Now, the reasons why the earlier contenst isn't at all representative of what Monday night's game will be like.
The rosters have changed: Arizona transfer Will Bynum had yet to become eligible for Georgia Tech. All he's done the past three NCAA tournament games is hit the last-minute, game-winning or go-ahead shot while serving as a second capable ball handler alongside Jarrett Jack. Bynum wasn't even at the game.
"I was in Chicago [his hometown] cheering like a little kid," said Bynum.
Connecticut, meanwhile, didn't yet have the services of freshman Charlie Villanueva due to NCAA eligibility questions.
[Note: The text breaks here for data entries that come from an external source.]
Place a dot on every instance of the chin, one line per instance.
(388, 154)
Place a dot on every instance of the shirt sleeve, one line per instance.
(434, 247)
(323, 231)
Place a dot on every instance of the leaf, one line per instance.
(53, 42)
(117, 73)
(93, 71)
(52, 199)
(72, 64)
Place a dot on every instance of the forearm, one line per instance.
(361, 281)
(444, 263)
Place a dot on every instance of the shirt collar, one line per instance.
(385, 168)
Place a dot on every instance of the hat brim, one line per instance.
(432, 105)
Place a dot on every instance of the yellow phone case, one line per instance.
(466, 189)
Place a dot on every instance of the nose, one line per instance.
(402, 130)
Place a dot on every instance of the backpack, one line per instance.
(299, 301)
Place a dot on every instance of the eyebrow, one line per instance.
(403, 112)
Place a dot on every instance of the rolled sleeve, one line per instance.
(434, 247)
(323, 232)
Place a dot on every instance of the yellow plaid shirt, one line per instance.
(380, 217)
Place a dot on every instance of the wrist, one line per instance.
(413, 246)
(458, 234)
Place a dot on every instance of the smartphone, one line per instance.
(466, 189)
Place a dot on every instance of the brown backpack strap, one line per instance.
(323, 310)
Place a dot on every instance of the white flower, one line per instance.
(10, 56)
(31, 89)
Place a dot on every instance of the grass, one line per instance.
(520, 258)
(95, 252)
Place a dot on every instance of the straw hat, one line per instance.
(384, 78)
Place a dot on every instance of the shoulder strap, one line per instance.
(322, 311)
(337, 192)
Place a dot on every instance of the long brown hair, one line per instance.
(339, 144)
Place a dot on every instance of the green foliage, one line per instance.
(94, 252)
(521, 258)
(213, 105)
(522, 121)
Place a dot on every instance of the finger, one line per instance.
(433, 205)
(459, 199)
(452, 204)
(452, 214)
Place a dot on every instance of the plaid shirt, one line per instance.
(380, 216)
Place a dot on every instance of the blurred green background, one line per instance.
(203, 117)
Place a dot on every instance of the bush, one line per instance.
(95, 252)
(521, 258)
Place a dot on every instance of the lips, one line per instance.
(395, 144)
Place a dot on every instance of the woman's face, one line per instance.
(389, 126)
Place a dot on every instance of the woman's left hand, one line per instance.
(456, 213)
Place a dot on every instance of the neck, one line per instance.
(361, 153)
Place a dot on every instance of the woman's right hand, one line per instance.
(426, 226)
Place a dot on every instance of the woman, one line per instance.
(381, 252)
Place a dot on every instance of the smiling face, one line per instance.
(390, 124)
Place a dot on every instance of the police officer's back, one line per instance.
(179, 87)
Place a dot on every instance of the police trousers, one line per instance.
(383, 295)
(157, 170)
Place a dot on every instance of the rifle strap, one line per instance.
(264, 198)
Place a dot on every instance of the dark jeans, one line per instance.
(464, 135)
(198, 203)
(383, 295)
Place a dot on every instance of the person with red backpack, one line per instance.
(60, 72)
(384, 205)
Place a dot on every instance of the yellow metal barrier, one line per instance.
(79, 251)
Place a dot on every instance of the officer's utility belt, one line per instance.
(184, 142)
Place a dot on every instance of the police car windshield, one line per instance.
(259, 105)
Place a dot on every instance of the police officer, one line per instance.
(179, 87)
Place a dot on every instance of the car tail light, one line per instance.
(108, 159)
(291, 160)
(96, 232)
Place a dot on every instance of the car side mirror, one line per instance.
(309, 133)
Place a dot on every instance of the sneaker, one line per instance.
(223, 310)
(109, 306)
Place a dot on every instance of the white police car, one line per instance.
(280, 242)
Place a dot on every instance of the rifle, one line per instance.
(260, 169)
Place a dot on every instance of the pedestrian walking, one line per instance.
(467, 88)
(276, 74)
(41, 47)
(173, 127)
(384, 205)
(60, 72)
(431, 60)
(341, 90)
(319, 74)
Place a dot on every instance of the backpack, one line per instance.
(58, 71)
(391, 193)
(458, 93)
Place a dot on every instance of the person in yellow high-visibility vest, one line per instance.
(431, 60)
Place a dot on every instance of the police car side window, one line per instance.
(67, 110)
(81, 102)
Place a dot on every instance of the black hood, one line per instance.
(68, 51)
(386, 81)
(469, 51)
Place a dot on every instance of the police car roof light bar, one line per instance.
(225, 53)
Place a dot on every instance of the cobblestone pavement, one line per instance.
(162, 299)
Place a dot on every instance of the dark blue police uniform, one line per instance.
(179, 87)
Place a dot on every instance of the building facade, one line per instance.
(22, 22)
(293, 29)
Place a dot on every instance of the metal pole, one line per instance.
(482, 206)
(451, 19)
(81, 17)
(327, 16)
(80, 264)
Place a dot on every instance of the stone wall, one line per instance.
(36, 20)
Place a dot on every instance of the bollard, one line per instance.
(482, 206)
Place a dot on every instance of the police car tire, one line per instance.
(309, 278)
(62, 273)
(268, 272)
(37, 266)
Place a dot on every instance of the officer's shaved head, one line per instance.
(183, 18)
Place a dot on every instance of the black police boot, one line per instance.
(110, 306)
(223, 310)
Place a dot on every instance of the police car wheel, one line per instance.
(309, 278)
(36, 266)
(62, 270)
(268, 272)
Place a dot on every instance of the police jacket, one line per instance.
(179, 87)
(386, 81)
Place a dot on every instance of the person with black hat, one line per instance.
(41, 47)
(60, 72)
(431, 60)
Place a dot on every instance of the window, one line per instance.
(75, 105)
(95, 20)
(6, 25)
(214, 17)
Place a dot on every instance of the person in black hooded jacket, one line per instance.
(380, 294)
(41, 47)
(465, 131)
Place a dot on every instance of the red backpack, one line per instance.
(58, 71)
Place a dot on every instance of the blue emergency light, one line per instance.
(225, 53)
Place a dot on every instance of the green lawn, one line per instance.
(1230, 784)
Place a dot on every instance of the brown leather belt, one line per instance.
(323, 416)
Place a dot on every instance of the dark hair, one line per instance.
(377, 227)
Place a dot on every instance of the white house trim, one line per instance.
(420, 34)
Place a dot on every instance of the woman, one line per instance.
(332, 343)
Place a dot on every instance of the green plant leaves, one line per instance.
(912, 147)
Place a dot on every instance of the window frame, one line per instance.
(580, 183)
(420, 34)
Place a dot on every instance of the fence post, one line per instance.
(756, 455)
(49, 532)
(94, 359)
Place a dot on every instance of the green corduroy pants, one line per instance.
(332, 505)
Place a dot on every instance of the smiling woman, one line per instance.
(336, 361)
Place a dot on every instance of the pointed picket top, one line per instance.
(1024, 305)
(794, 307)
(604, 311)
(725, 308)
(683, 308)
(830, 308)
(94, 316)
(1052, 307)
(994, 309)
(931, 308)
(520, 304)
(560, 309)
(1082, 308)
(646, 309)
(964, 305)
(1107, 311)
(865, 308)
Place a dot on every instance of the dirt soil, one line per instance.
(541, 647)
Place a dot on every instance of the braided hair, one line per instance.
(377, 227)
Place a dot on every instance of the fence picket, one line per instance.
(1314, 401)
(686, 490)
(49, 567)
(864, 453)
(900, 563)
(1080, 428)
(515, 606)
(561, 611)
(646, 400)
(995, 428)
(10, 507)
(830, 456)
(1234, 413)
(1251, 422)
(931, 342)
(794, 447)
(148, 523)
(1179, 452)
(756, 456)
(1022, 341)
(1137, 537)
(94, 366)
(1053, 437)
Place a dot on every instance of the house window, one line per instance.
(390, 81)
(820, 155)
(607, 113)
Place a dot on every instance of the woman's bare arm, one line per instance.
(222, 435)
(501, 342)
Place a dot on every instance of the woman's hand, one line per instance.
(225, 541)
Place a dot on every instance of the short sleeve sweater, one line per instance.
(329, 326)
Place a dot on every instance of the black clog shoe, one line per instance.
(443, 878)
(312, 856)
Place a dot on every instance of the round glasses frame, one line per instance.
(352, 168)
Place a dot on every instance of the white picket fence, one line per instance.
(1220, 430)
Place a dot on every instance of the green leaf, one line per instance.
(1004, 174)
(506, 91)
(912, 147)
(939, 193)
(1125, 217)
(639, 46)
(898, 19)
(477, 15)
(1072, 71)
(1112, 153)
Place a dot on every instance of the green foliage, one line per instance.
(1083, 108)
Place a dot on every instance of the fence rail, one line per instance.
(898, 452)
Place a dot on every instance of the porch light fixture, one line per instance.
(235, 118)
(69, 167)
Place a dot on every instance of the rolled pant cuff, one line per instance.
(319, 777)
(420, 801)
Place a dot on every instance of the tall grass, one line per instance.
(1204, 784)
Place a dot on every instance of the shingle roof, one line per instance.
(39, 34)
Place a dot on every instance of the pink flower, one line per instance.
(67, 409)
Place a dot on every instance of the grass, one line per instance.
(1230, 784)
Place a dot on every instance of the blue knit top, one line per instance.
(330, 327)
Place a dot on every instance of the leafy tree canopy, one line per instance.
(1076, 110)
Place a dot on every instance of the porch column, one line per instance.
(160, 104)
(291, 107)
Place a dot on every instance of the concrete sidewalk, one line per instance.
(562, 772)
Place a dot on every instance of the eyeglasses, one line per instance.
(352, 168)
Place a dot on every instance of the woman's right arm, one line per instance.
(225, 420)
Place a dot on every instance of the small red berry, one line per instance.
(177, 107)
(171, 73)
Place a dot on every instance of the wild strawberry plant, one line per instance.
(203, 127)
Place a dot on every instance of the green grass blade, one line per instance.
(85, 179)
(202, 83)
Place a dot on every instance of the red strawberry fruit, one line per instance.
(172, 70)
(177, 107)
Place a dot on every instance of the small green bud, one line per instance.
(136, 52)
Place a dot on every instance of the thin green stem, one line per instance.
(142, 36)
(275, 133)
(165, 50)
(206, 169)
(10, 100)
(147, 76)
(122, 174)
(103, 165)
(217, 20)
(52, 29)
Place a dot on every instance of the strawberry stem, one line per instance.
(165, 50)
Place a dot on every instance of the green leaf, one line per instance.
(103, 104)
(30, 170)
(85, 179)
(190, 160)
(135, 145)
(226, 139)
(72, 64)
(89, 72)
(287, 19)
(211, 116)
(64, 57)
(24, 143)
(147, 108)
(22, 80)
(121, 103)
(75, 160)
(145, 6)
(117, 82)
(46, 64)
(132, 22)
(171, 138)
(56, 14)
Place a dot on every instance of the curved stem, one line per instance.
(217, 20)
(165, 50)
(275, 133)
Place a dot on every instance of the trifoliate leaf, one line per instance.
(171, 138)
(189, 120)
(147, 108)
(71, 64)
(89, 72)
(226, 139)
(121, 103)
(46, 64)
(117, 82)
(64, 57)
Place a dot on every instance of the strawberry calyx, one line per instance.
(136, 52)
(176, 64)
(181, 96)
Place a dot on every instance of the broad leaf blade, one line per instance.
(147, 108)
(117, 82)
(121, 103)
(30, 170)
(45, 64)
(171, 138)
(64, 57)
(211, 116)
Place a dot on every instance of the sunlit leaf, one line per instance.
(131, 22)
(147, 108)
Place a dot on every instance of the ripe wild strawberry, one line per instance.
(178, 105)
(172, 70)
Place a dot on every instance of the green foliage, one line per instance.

Though a reserve, his athleticism and physicality gives the Huskies a different dimension.
The rotations have changed: At the time of the first game, Rashad Anderson was coming off the bench for the Huskies. These days he's a starter who shoots 41 percent from 3-point range while playing drastically improved defense.
"He wouldn't let Duke's J.J. Redick touch the ball the last three minutes," Calhoun said of Anderson in Saturday's semifinal win.
Meanwhile, Tech's two big scorers in the win over UConn, Muhammad and Elder, have played limited roles recently, Muhammad due to the emergence of Bynum, Elder because of a severe ankle sprain.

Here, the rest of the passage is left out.